There has been a tough interaction between Joomla, Joom!Fish, and sh404SEF (and its ill-starred predecessors).  Since mid-2006, Joomla would work with either of the other two, but not both together. Even as Joomla! moved forward to version 1.5.x, which has a better foundation for multilingual sites, I was held back to Joomla 1.0.x because Joom!Fish didn't support the new version yet.  Finally, in late February 2008, I discovered version 1.3.1 "TEST PR build 255" of sh404SEF, which seemed to work well with Joom!Fish (currently 1.8.2) and Joomla  (currently 1.0.15).
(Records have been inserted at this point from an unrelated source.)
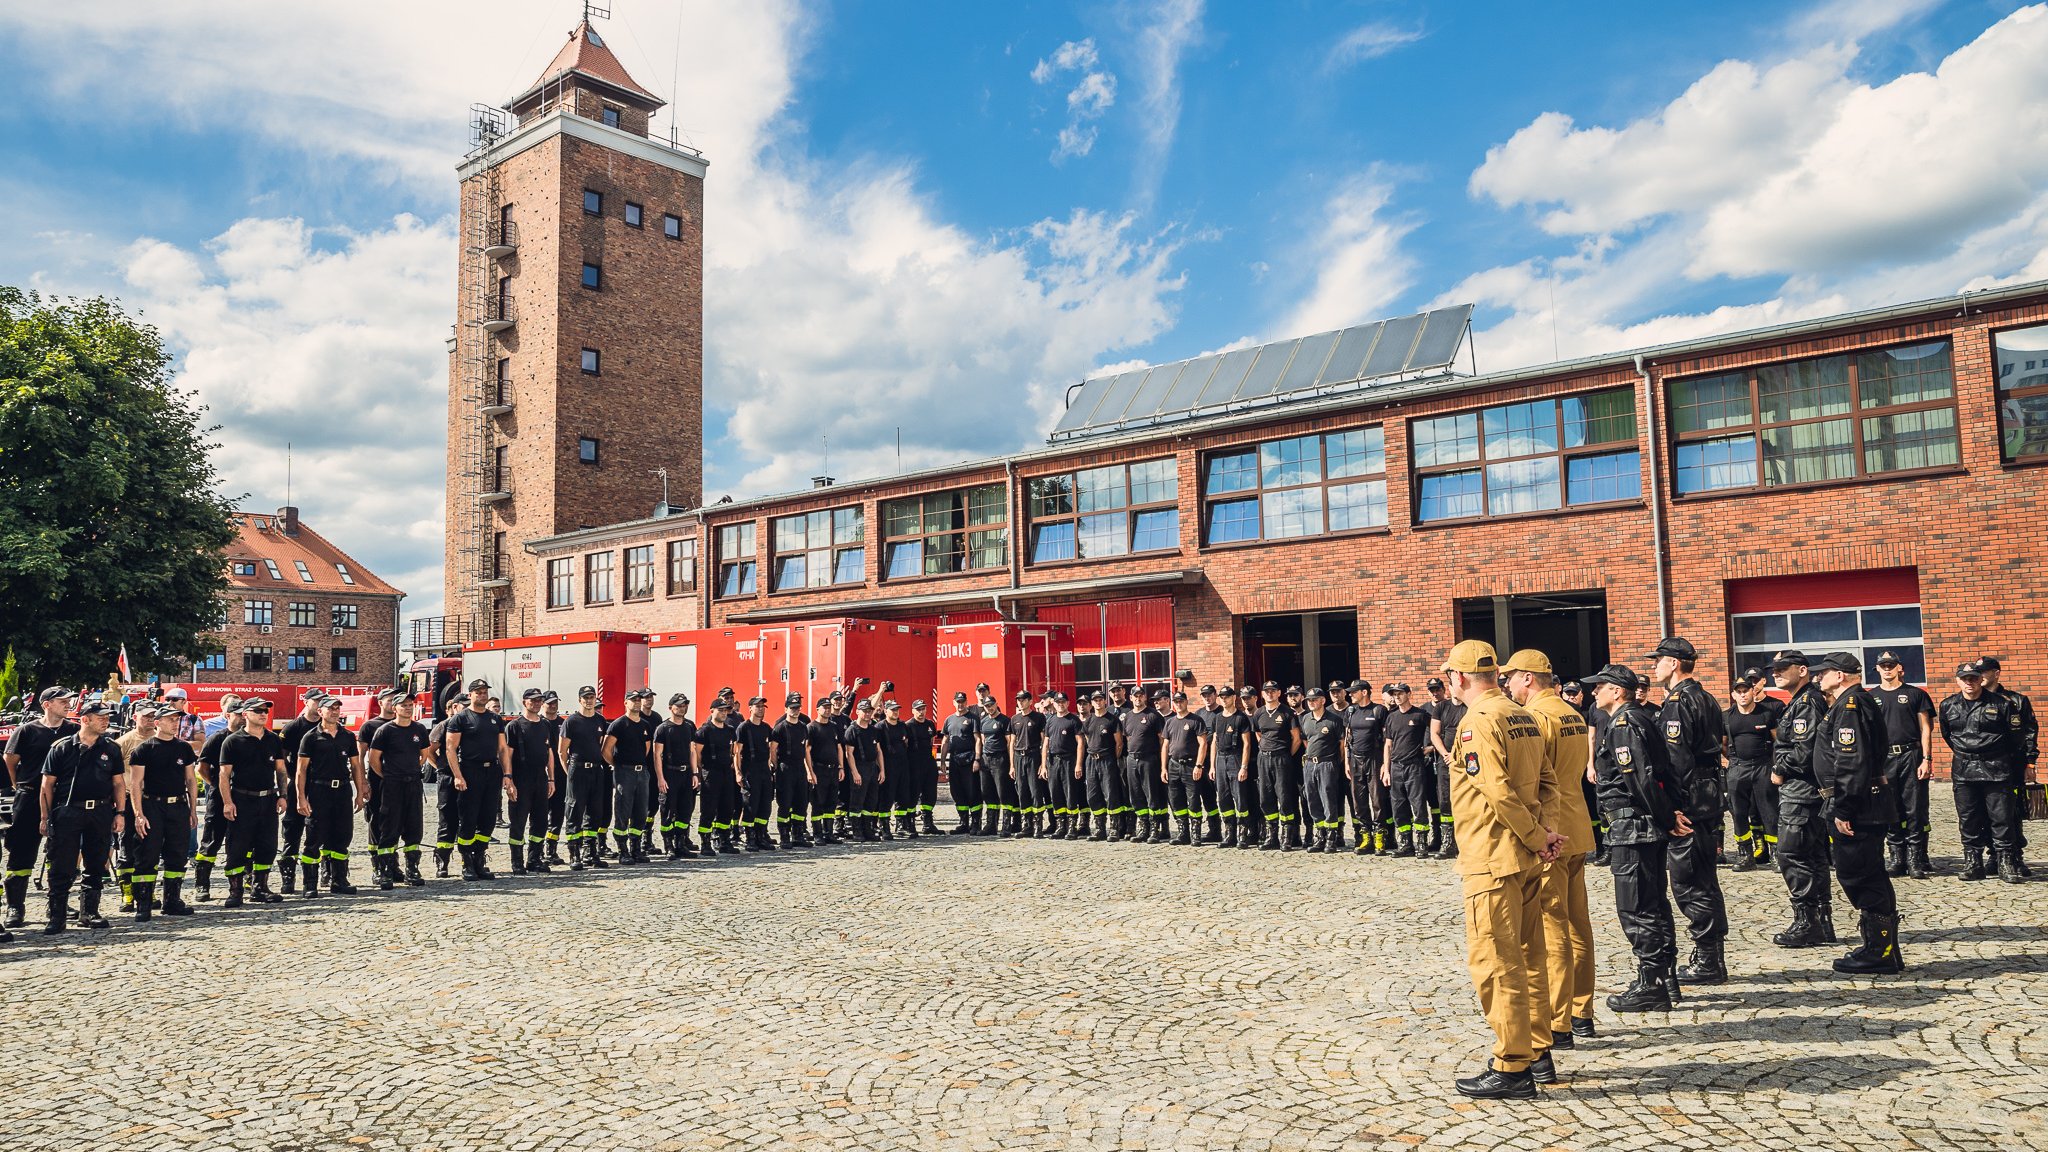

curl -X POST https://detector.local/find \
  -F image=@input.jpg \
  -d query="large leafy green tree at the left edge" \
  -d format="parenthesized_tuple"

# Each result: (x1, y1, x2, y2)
(0, 287, 236, 685)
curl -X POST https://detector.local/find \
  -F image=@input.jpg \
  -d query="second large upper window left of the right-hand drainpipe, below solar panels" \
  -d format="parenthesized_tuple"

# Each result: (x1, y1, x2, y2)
(1196, 428, 1386, 541)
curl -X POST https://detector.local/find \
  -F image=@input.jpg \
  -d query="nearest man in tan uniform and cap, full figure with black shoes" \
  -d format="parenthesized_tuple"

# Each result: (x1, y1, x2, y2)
(1442, 640, 1565, 1101)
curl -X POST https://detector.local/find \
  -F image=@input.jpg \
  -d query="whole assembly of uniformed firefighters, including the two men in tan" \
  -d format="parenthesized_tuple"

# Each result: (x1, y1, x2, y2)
(0, 637, 2038, 1097)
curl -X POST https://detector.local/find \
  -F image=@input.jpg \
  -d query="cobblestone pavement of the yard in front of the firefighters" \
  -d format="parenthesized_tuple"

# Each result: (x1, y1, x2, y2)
(0, 787, 2048, 1152)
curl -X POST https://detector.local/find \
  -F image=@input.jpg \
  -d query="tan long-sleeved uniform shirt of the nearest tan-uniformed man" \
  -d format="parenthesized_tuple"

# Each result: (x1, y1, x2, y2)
(1446, 689, 1546, 875)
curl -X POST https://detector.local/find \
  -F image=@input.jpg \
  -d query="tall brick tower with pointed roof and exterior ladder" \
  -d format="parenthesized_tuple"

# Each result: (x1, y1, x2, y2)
(444, 20, 705, 642)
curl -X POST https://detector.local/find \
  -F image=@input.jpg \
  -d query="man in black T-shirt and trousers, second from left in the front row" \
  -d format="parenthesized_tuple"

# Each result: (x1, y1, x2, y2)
(37, 701, 127, 935)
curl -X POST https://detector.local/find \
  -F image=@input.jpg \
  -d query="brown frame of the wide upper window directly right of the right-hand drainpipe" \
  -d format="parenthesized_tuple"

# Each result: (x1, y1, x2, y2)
(1661, 336, 1962, 500)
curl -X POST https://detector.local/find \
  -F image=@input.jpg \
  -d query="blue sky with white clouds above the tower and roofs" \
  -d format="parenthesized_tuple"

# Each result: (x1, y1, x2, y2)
(0, 0, 2048, 611)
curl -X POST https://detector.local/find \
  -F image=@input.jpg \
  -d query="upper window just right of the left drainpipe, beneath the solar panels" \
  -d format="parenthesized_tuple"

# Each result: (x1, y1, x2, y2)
(1026, 457, 1180, 564)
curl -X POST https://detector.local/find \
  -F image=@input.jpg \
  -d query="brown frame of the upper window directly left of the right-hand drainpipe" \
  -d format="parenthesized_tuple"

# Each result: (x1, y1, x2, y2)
(1407, 383, 1642, 527)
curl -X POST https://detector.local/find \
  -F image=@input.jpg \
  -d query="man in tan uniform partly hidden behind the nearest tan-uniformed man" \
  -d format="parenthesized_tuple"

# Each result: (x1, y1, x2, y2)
(1501, 648, 1593, 1047)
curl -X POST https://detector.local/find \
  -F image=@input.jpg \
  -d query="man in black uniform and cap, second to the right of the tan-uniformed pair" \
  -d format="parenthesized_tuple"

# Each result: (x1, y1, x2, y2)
(1645, 635, 1729, 984)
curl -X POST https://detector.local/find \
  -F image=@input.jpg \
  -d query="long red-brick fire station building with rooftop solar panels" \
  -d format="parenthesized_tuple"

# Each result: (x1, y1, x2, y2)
(524, 283, 2048, 697)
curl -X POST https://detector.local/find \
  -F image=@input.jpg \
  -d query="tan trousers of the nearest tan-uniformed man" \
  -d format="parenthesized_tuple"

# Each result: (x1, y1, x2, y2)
(1464, 867, 1550, 1072)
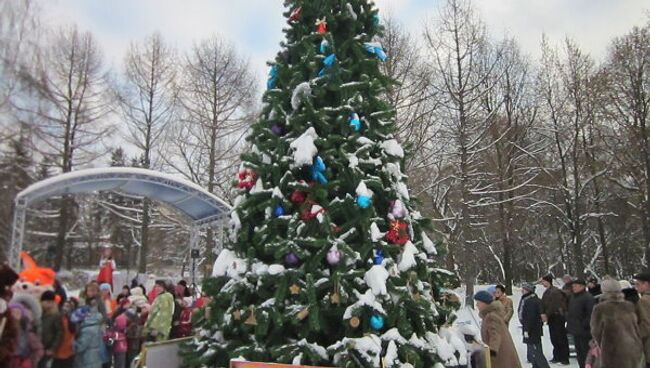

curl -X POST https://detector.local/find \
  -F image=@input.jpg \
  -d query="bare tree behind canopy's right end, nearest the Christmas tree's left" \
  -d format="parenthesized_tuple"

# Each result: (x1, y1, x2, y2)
(165, 36, 256, 268)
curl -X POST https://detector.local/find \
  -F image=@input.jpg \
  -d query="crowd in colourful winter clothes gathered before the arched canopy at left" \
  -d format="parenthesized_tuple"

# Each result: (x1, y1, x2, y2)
(0, 265, 207, 368)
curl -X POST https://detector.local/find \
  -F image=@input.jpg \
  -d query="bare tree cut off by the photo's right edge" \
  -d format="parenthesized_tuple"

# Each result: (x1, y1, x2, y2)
(605, 25, 650, 269)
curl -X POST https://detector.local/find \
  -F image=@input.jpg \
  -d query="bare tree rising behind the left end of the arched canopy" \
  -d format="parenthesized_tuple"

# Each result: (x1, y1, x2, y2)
(17, 27, 112, 270)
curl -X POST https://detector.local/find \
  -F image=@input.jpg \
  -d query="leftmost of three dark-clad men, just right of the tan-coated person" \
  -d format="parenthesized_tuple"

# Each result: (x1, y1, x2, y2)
(517, 283, 548, 368)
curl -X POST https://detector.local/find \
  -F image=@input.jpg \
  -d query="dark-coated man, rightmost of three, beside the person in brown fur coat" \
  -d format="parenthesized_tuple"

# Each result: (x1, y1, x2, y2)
(567, 279, 595, 368)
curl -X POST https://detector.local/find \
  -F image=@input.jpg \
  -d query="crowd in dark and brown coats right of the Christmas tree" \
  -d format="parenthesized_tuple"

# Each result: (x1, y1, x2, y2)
(466, 272, 650, 368)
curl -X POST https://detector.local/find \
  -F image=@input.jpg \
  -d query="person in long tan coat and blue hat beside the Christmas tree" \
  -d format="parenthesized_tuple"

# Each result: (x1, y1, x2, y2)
(474, 290, 521, 368)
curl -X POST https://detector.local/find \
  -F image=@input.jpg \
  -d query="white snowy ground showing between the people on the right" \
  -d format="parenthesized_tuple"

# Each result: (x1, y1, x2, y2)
(450, 285, 578, 368)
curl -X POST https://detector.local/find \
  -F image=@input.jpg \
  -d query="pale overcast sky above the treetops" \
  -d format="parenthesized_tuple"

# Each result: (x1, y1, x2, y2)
(41, 0, 650, 86)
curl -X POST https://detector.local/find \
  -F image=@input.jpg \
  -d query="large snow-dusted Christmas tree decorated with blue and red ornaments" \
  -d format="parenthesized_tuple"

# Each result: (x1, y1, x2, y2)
(184, 0, 464, 368)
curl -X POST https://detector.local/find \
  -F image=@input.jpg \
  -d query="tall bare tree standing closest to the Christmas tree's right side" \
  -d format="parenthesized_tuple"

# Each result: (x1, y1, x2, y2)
(472, 39, 546, 292)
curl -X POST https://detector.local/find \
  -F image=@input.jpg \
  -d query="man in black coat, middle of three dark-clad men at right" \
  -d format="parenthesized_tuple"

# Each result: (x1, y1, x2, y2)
(541, 274, 569, 365)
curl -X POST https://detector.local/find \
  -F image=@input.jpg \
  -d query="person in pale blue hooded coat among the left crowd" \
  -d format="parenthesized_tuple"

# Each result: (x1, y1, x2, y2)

Default language handling and patch

However, sh404SEF's language handling didn't quite meet my needs. It treated "default" language — the single language Joomla! is set to support, not the extra languages for which Joom!Fish adds support — differently from the other languages.  For the other languages, it would insert the language code I wanted in the URL, i.e. "/de/" or "/ja/". However, for the default language, it wouldn't insert "/en/", it would just skip the language code.  This meant that the english-language homepage was "http://jdlh.com/" when I wanted "http://jdlh.com/en/". 

It turns out that fixing this involved changes to three areas in one file: sef404.php. sef404 is a single case statement of about 500 lines of PHP code, followed by about 800 lines of support functions. All of it has been through many hands, and it shows. Indentation and naming are inconsistent. There are few comments, and where you find them some are in English, some in Dutch. There's a hideously complex web of special-casing for various webservers and Joomla modules.

The first change was at line 48, where the code handles the homepage's URL. Where the plugin left this bare, I added a call to a function that checked the browser's accept-language headers and cookies to guess which language to use.  Then it redirected to a URL with that language code.

The second change was at line 867, where the code again handles the homepage's URL. (Why concentrate the homepage code in one location? Too easy!)  This area also had a peculiar expression. $shTemp is assigned the result of a boolean expression involving string equality and a string-typed expression, and thus it would get either the integer "1" or a string value. Later on, $shTemp is used as a string value. It looks like a bug to me. 

 $shTemp = ($v1 == $shHomeLink || ... (string expression here) );

The third change was at line 891. It deals with another part of the URL being built at line 867.

I also added about three diagnostic statements that write to the sh404SEF debugging log.  Finally, I made a change at line 49 of sh404sef.class.php that creates a parameter, h404SEF_DEFAULT_LANG_GETS_CODE, which I set to 1 to activate my changes, and which should be distributed as 0 to maintain the previous special-casing of the default language.

A patch archive with a diff of the changes, and the old and new files, is at:  http://jdlh.com/doc/sh404sef_default_lang2008/delahunt-DefaultLang-20080303.patch.zip .

My next step is to submit these changes to the developer of sh404SEF.